Showing posts with label thoughts. Show all posts
Showing posts with label thoughts. Show all posts

Thursday, January 5, 2012

Still Packing

The house is an obstacle course. In the past few days I've managed to repeatedly injure myself. None of these injuries are bad (in fact the worst happened outside the home), but they consistently remind me to be careful. Bags of clothes are on the floor, surrounded by boxes, surrounded by school bags. Some of these things are packed, some need to be sorted, others haven't been touched yet. I know doing a bit each day is the smart way to do this, but it makes for a different type of stress.

In other packing related news, I've come across quite a few things from my past that have given me hope for the future. Positive reminders about who I once was, what was once important to me, and what I still have in common with that girl from years ago.

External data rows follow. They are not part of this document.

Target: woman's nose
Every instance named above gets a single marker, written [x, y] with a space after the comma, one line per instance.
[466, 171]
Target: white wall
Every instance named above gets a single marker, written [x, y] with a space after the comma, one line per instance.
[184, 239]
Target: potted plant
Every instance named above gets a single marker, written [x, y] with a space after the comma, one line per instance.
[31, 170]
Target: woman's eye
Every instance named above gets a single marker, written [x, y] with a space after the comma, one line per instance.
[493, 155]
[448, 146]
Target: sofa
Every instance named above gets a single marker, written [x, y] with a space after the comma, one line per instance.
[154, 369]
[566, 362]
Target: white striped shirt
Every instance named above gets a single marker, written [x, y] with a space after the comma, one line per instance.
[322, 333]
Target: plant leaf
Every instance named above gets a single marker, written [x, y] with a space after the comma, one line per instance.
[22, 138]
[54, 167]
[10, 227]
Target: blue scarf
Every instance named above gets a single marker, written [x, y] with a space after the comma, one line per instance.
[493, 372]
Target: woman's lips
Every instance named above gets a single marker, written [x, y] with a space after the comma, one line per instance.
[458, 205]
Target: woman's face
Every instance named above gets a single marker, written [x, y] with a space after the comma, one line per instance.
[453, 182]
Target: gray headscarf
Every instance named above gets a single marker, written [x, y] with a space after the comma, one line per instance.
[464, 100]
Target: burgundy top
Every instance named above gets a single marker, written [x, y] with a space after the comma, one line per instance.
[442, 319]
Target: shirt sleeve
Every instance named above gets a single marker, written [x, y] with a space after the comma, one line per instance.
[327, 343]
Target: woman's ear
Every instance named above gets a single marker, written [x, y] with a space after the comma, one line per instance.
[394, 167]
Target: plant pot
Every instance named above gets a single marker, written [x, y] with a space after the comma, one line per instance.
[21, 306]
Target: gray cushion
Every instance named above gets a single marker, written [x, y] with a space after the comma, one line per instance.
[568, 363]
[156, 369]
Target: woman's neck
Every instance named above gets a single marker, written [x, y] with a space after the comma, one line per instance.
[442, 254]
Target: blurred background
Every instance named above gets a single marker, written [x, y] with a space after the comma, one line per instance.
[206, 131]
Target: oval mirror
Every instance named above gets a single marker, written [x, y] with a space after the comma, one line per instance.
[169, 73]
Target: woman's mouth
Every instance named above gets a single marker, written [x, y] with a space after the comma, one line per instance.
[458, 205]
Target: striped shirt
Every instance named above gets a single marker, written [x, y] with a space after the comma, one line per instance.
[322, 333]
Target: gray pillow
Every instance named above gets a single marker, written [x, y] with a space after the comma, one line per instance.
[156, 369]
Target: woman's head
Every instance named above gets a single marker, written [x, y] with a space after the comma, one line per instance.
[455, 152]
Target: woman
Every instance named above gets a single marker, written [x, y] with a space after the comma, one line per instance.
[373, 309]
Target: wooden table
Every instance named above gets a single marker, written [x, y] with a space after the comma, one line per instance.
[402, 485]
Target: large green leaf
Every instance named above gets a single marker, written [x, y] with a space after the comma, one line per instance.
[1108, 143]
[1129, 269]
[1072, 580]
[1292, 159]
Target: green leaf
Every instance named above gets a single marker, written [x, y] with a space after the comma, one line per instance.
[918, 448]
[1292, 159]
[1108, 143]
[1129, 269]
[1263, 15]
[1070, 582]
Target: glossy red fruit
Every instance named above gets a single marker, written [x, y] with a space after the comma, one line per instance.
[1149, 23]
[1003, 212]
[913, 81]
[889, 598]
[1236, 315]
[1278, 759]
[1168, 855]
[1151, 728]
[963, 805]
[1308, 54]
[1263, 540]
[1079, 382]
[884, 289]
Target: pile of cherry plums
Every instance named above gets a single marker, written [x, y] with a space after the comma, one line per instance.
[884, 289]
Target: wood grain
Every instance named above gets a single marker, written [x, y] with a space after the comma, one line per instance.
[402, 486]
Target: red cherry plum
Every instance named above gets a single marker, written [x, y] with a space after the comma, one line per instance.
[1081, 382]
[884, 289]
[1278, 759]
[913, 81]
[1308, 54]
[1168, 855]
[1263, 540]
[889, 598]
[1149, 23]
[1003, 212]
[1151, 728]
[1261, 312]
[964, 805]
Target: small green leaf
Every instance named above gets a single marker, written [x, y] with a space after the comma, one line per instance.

I wish I could contact her, and say don't worry Past Maile, it get's better. You become comfortable in your own skin, and the things that make you self conscience turn out to be the things you love about yourself. You will make friends, true friends. You will share your writing with others. You will go back to school. You will meet a guy who cares. You'll even move to San Francisco, just like you wanted. You will get through the growing pains. And, p.s. Past Maile, they're totally normal. Everyone has growing pains, even the people who appeared to have it all together.

I wish I could tell her not to worry so much. Hell, I wish I could tell Present Maile not to worry so much.

If you could contact your past self, what would you say to them? What words of wisdom would you offer yourself at 10? At 15? At 20? How have you changed, and in what ways have you stayed the same?

I think exploring this is one of my favorite parts about the moving process. Even if it can be painful at times.


Past Maile, before she became a ball of insecurity.

Sunday, January 1, 2012

Happy New Year!

It's 2012. The year of the move. The year of change. January will be huge for us. I start my graduate program through Southern New Hampshire University, we move, Leonard starts at San Francisco State, and somewhere in there I start at a new restaurant. A month where starting a graduate program is the least stressful part of the equation.

But, if you'll forgive a little melancholy dear readers, today is a bit difficult for me. We were supposed to be on the road. Right now. I was supposed to be well past the grapevine, on the stretch of the 5 that is nothing but fields and cows. Our shiny new city apartment should have been waiting for me. Instead our move date was pushed back two weeks, and while this is definitely a good thing (seriously, what was I thinking wanting to move during the holidays), it still manages to sting a little bit.

For the next two weeks, we're on borrowed time. We're going to pack, and we're going to visit with friends. I'm going to work a little longer, which I know my restaurant is grateful for. But I also have to fight the blues.

As some of you know, I'm fairly good with dates. At one point in my life, I could tell you exactly what I was doing a year ago to the day. My inability to do this now has less to do with my memory, and more to do with the fact that my life is a bit more mundane than it was when I was 20. And happier, Lord am I happier. So every day that I'm down here, a part of me will wonder what alternate reality Maile is doing in San Francisco. It this the day she was going to start working? Did she just discover an amazing used bookstore? Is she just sitting with Mowgli, just looking out the window?

In other news, I'd like to puff up my feathers and share that I did pretty well with my resolutions for 2011. Not as great as I'd like, but I throughout the year I made active strides toward them all. I did have a great workout plan in the earlier half of the year. I did find a job outside of the restaurant industry. I did declutter my life, and I was accepted to a graduate program.

2012? Aside from learning San Francisco, I only have two resolutions. One is the standard, get back to the gym. The other is a little more personal. I'm going to write a book.

I'm getting to December 21st with at least one item crossed off my bucket list.